Никогда раньше Рэйчел о сексе не говорила, даже с доктором Мейфилдом, одержимым модными идеями о неврозах, маниях и либидо и подталкивавшим ее к откровенности. Она всегда считала, что секс, как и религия, не подлежит обсуждению ни с кем, даже с тем, с кем ты им занимаешься.
– В чем именно проблема?
Рэйчел покачала головой и попыталась представить, в чем действительно ее проблема. Картина получилась незавидная: потолок спальни с узорчатым карнизом, лебединое крыло абажура и Льюис, зубами рвущий упаковку презерватива.
– Сказать по правде, мы очень мало видимся. У мужа много работы и…
– Да-да, конечно. Но ведь работают и все остальные. Тебе нужно взять дело под свой контроль. Нельзя полагаться на случай, так у вас никогда времени не будет.
У Рэйчел запершило в горле.
– Сьюзен, я бы не хотела обсуждать это.
– Ну, разумеется.

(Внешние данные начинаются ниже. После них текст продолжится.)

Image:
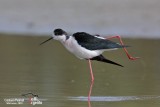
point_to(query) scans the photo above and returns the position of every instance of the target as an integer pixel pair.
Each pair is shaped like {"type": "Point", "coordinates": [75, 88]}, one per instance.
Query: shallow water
{"type": "Point", "coordinates": [62, 80]}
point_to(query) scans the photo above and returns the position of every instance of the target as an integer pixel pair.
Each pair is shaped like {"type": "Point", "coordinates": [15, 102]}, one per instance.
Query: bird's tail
{"type": "Point", "coordinates": [103, 59]}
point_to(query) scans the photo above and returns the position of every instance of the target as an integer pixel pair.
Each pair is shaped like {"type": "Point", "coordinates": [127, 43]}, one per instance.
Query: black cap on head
{"type": "Point", "coordinates": [59, 32]}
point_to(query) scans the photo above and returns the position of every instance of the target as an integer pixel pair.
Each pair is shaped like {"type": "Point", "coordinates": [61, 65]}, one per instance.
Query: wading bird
{"type": "Point", "coordinates": [89, 47]}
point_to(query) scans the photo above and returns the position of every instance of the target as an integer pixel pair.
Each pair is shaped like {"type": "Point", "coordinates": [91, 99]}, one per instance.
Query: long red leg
{"type": "Point", "coordinates": [89, 94]}
{"type": "Point", "coordinates": [128, 55]}
{"type": "Point", "coordinates": [91, 71]}
{"type": "Point", "coordinates": [92, 81]}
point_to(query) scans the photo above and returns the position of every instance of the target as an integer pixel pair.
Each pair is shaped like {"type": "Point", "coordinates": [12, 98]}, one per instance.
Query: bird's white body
{"type": "Point", "coordinates": [72, 46]}
{"type": "Point", "coordinates": [79, 51]}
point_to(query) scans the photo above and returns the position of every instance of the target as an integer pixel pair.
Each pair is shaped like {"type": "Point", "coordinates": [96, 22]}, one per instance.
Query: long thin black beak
{"type": "Point", "coordinates": [46, 40]}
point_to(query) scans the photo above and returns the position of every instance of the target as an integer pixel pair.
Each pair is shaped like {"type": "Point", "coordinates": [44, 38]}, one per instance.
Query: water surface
{"type": "Point", "coordinates": [64, 81]}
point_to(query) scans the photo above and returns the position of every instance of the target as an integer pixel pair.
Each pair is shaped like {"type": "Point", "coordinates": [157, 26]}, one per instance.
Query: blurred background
{"type": "Point", "coordinates": [124, 17]}
{"type": "Point", "coordinates": [56, 75]}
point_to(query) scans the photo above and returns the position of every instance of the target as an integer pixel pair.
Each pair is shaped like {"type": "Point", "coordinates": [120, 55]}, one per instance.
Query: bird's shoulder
{"type": "Point", "coordinates": [85, 37]}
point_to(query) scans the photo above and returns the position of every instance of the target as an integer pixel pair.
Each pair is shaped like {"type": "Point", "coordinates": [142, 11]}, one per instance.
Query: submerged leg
{"type": "Point", "coordinates": [121, 42]}
{"type": "Point", "coordinates": [92, 81]}
{"type": "Point", "coordinates": [89, 94]}
{"type": "Point", "coordinates": [91, 71]}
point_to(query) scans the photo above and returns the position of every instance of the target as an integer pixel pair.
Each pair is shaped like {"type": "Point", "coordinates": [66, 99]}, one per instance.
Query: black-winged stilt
{"type": "Point", "coordinates": [89, 47]}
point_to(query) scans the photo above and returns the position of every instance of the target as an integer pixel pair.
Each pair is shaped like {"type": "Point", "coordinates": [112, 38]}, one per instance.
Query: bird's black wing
{"type": "Point", "coordinates": [94, 42]}
{"type": "Point", "coordinates": [103, 59]}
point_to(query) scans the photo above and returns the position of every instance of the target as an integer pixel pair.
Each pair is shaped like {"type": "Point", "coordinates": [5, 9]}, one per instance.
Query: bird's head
{"type": "Point", "coordinates": [58, 34]}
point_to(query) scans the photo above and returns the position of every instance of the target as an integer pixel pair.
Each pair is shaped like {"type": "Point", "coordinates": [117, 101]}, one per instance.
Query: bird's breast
{"type": "Point", "coordinates": [72, 45]}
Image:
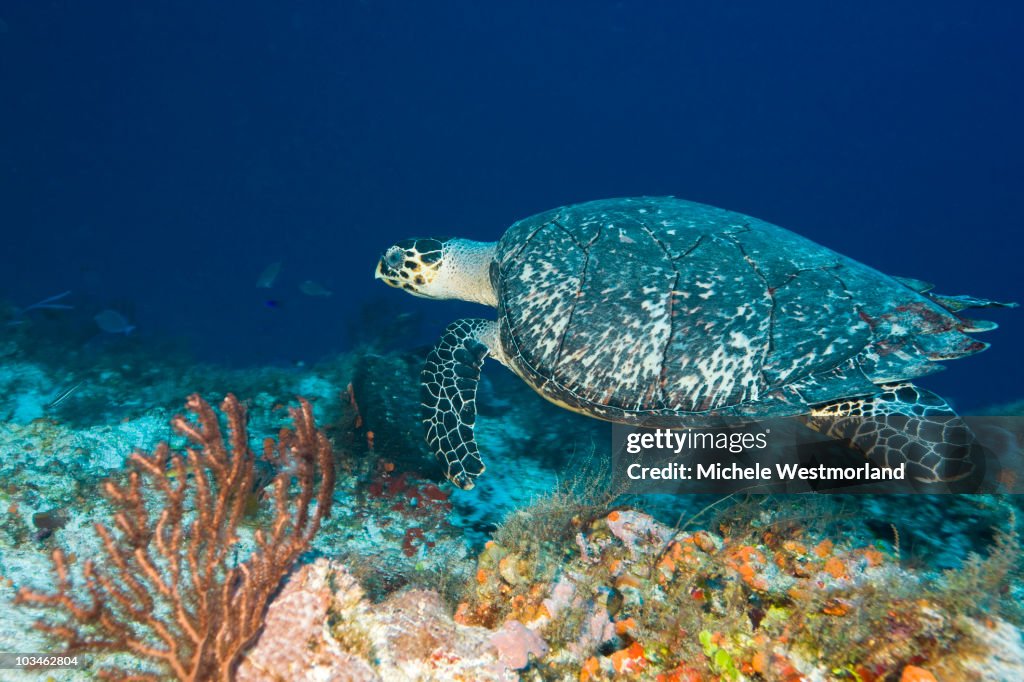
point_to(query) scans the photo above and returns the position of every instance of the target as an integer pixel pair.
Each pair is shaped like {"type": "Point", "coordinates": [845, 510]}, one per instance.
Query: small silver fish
{"type": "Point", "coordinates": [64, 395]}
{"type": "Point", "coordinates": [268, 275]}
{"type": "Point", "coordinates": [310, 288]}
{"type": "Point", "coordinates": [113, 322]}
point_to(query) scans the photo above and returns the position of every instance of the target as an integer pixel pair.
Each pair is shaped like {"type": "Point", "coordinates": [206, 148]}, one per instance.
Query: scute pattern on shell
{"type": "Point", "coordinates": [633, 309]}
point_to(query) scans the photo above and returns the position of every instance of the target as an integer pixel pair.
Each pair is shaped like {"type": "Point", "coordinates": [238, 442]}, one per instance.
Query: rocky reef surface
{"type": "Point", "coordinates": [541, 572]}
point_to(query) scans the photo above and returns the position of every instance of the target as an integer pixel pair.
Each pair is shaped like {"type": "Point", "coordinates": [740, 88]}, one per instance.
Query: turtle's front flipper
{"type": "Point", "coordinates": [450, 380]}
{"type": "Point", "coordinates": [904, 423]}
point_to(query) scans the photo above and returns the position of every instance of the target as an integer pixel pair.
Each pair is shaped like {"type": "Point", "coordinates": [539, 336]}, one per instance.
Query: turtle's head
{"type": "Point", "coordinates": [440, 267]}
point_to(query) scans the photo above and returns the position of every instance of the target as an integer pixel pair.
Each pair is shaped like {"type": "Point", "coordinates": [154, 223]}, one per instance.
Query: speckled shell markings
{"type": "Point", "coordinates": [633, 309]}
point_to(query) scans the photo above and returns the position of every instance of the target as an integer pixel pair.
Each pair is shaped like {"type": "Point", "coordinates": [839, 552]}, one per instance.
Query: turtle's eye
{"type": "Point", "coordinates": [394, 257]}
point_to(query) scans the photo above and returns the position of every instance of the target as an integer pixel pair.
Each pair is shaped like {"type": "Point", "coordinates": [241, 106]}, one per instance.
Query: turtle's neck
{"type": "Point", "coordinates": [466, 270]}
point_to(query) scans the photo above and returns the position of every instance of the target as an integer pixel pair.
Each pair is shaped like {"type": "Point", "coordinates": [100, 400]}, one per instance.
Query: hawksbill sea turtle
{"type": "Point", "coordinates": [659, 311]}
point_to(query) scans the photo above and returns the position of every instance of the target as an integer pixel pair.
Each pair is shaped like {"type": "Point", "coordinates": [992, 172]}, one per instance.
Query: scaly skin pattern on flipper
{"type": "Point", "coordinates": [451, 376]}
{"type": "Point", "coordinates": [904, 423]}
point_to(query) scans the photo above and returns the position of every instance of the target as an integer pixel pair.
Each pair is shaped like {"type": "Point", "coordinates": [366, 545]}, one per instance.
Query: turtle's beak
{"type": "Point", "coordinates": [386, 273]}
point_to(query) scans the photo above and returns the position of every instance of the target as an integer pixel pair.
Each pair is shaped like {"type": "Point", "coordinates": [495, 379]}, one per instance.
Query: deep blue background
{"type": "Point", "coordinates": [156, 156]}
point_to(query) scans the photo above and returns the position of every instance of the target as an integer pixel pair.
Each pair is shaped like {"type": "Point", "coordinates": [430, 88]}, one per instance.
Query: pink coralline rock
{"type": "Point", "coordinates": [295, 644]}
{"type": "Point", "coordinates": [516, 643]}
{"type": "Point", "coordinates": [321, 628]}
{"type": "Point", "coordinates": [635, 528]}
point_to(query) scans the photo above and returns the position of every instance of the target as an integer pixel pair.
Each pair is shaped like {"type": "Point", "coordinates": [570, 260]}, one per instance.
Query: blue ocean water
{"type": "Point", "coordinates": [157, 157]}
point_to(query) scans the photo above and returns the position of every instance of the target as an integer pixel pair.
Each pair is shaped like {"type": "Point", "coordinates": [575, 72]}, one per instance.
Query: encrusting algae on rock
{"type": "Point", "coordinates": [633, 599]}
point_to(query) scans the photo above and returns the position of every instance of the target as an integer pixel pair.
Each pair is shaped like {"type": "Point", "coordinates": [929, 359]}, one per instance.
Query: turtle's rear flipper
{"type": "Point", "coordinates": [904, 423]}
{"type": "Point", "coordinates": [450, 379]}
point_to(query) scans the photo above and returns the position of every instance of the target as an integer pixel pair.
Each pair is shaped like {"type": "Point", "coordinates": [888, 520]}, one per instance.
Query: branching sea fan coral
{"type": "Point", "coordinates": [167, 589]}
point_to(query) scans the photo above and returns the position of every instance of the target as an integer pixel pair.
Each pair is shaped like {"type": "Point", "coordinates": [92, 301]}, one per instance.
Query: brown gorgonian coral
{"type": "Point", "coordinates": [167, 588]}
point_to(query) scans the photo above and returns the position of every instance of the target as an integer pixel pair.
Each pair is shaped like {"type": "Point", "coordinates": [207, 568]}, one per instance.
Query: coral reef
{"type": "Point", "coordinates": [168, 589]}
{"type": "Point", "coordinates": [523, 578]}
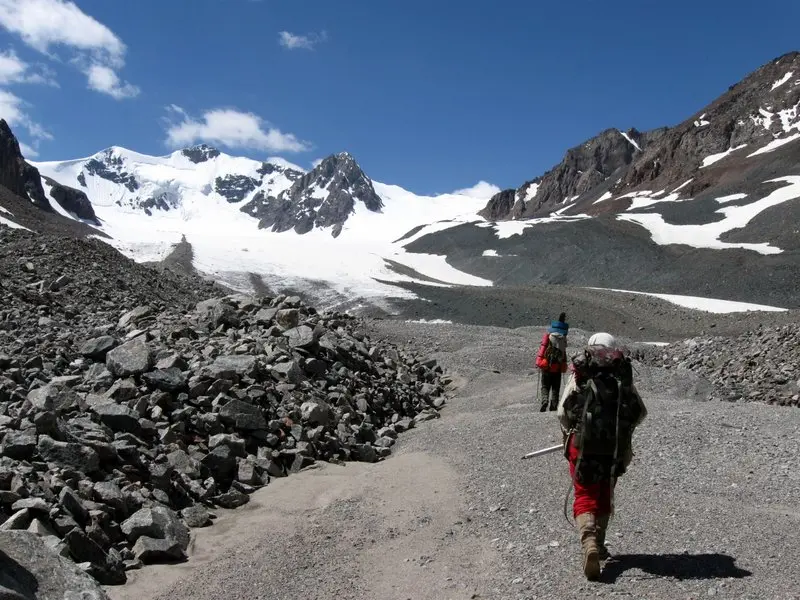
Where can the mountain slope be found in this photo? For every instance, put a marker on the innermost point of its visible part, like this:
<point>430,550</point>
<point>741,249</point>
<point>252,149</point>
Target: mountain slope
<point>331,232</point>
<point>753,118</point>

Люди всегда смущаются, когда естественное и хорошее становится таким трудным и неловким. Но это важно. Так же важно, как работа, которую делают наши мужья. По крайней мере, это помогает им лучше справляться со своей работой.
– Это дело частное.
– Не могу согласиться. Нам нужно чаще об этом говорить. Здоровая сексуальная жизнь в браке влияет на людей намного сильнее, чем ты думаешь. Мир избежал бы многих войн, если бы люди тратили столько же времени на секс, сколько тратят на завоевания других стран. Я совершенно в этом убеждена. Этому мерзкому Гитлеру следовало бы обзавестись хорошей женой, а не секретаршей-проституткой. Сталин распутничал. У Муссолини была куча любовниц, но войну ведь в конце концов выиграли женатые мужчины, которые вели регулярную сексуальную жизнь. У меня нет на этот счет ни малейших сомнений!
Интересная теория. Рэйчел улыбнулась, но воображение уже развернуло странные образы: Гитлер в пижаме, Сталин в объятиях пышной грузинки и Муссолини с любовницей, избитые, раздувшиеся, висящие вниз головой…
– Так ты еще обвинишь меня в развязывании следующей войны!
– Пока мы подруги, я буду спрашивать. И приставать, и совать нос. Таков мой долг. Кит говорит, что на следующей неделе у них встреча с этим противным социалистом. Шоу, да? Льюис ведь тоже там будет?